Reposant sur un principe d'équilibre entre recettes et dépenses, le budget de l'Union européenne est encadré par les règles fixées par ces deux types de textes. La DRP organise le système de financement de l'Union européenne sans préjuger du niveau des dépenses ou de leur répartition. Il s'agit en somme d'une tuyauterie et non d'une autorisation de dépenses.

Cependant, pour chacune des années couvertes par le cadre financier pluriannuel, le total des crédits ouverts en dépense ne peut conduire à un taux d'appel des ressources propres supérieur à un plafond donné. Il est de 1,23 % du revenu national brut (RNB) des États membres en crédits de paiement (CP). Dans la limite de ces plafonds annuels globaux, le financement de l'Union européenne par ses ressources propres s'ajuste au niveau des dépenses votées chaque année. Le budget annuel moyen de l'Union est d'environ 150 milliards d'euros sur la période 2014-2020.

Le calcul des contributions nationales se fait en appliquant une correction à la contribution britannique. D'autres États fortement contributeurs, tels que l'Allemagne, la Suède, les Pays-Bas et l'Autriche, jouissent d'un rabais de 25 %sur le rabais : leur participation au financement du chèque britannique est écrêtée de 75 %. En outre, une réduction forfaitaire des contributions RNB profite aux Pays-Bas à hauteur de 605 millions d'euros par an et à la Suède, pour 150 millions d'euros.

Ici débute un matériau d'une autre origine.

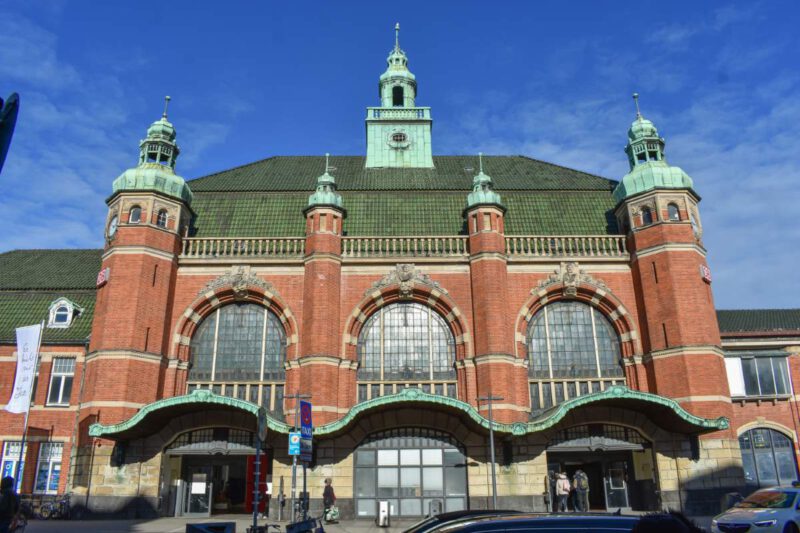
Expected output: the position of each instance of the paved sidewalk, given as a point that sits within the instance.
(178, 525)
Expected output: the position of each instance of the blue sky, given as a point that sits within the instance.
(548, 80)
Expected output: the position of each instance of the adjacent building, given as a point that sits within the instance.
(399, 290)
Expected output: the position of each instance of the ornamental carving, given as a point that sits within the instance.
(406, 276)
(569, 275)
(237, 279)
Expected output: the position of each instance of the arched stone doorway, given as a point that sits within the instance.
(618, 461)
(414, 469)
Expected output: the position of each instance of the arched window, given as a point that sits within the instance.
(673, 212)
(406, 342)
(397, 96)
(647, 216)
(135, 215)
(161, 220)
(572, 340)
(767, 458)
(239, 342)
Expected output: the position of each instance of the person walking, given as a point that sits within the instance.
(581, 483)
(9, 505)
(328, 501)
(562, 491)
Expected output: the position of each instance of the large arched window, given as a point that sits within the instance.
(572, 340)
(767, 458)
(239, 342)
(406, 342)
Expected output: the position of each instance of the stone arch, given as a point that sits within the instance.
(767, 424)
(232, 288)
(576, 285)
(429, 296)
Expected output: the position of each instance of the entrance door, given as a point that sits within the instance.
(616, 485)
(197, 501)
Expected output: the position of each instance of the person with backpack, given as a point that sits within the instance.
(581, 483)
(9, 505)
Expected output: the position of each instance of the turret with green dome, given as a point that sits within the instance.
(649, 168)
(156, 168)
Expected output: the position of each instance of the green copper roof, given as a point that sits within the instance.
(684, 421)
(49, 269)
(652, 175)
(266, 198)
(773, 321)
(153, 177)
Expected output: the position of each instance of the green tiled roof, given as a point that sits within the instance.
(759, 320)
(24, 308)
(299, 173)
(541, 198)
(49, 269)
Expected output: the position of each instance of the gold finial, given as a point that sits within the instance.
(636, 101)
(397, 36)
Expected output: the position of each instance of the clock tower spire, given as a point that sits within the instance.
(398, 132)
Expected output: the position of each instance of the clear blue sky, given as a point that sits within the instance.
(549, 80)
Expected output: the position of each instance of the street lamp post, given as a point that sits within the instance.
(296, 397)
(489, 399)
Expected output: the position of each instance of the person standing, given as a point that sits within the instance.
(562, 491)
(581, 483)
(328, 500)
(9, 505)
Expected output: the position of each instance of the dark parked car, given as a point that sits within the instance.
(432, 522)
(518, 523)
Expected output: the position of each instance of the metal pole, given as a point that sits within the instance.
(489, 400)
(256, 484)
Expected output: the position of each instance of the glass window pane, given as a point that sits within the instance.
(410, 507)
(387, 457)
(765, 377)
(432, 482)
(387, 483)
(432, 457)
(365, 458)
(750, 377)
(410, 483)
(409, 457)
(365, 482)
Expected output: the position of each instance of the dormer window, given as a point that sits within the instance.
(647, 216)
(62, 313)
(397, 96)
(674, 213)
(161, 220)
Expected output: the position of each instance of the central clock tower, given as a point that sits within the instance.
(398, 132)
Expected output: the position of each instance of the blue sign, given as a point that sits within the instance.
(306, 450)
(306, 427)
(294, 444)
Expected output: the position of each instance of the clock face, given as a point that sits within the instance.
(112, 226)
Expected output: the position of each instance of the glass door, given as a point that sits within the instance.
(198, 491)
(616, 485)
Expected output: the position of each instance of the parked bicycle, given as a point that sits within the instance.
(59, 508)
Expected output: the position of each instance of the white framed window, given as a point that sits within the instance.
(10, 460)
(48, 468)
(135, 215)
(161, 220)
(62, 312)
(61, 381)
(758, 375)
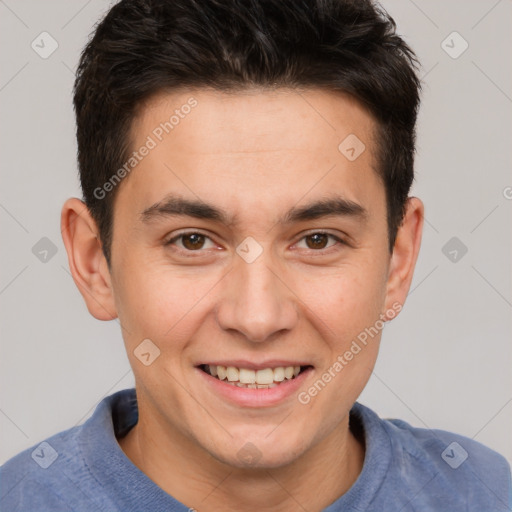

Toutes ces corrections, qui sont autant de manques à gagner pour le budget européen, sont financées par la ressource RNB. La France est le deuxième pays contributeur au budget communautaire avec environ 17 % du total, derrière l'Allemagne. Elle est également contributeur net, au sens où notre contribution au budget communautaire est supérieure aux dépenses du budget européen sur notre sol. Ce solde net négatif s'élevait à 9,4 milliards d'euros en 2013 et ne cesse de se détériorer, il a été multiplié par près de vingt-quatre depuis 1999.

Cette DRP change peu de choses. Le cadre financier pluriannuel 2014-2020 constitue finalement une occasion de réforme ratée : les rabais n'ont pas été supprimés. Le Danemark bénéficiera d'un nouveau rabais forfaitaire sur sa contribution RNB ; les rabais forfaitaires sur la contribution RNB accordés à la Suède et aux Pays-Bas sont augmentés ; l'Autriche a obtenu un nouveau rabais temporaire dégressif pour sa ressource RNB ; enfin, le chèque déguisé en faveur des gros importateurs et en particulier des Pays-Bas, qui concerne les frais de perception au titre RPT et, notamment, des droits de douane, est maintenu, bien que réduit à 20 %. Car les frais réels sont de l'ordre de 2 % seulement.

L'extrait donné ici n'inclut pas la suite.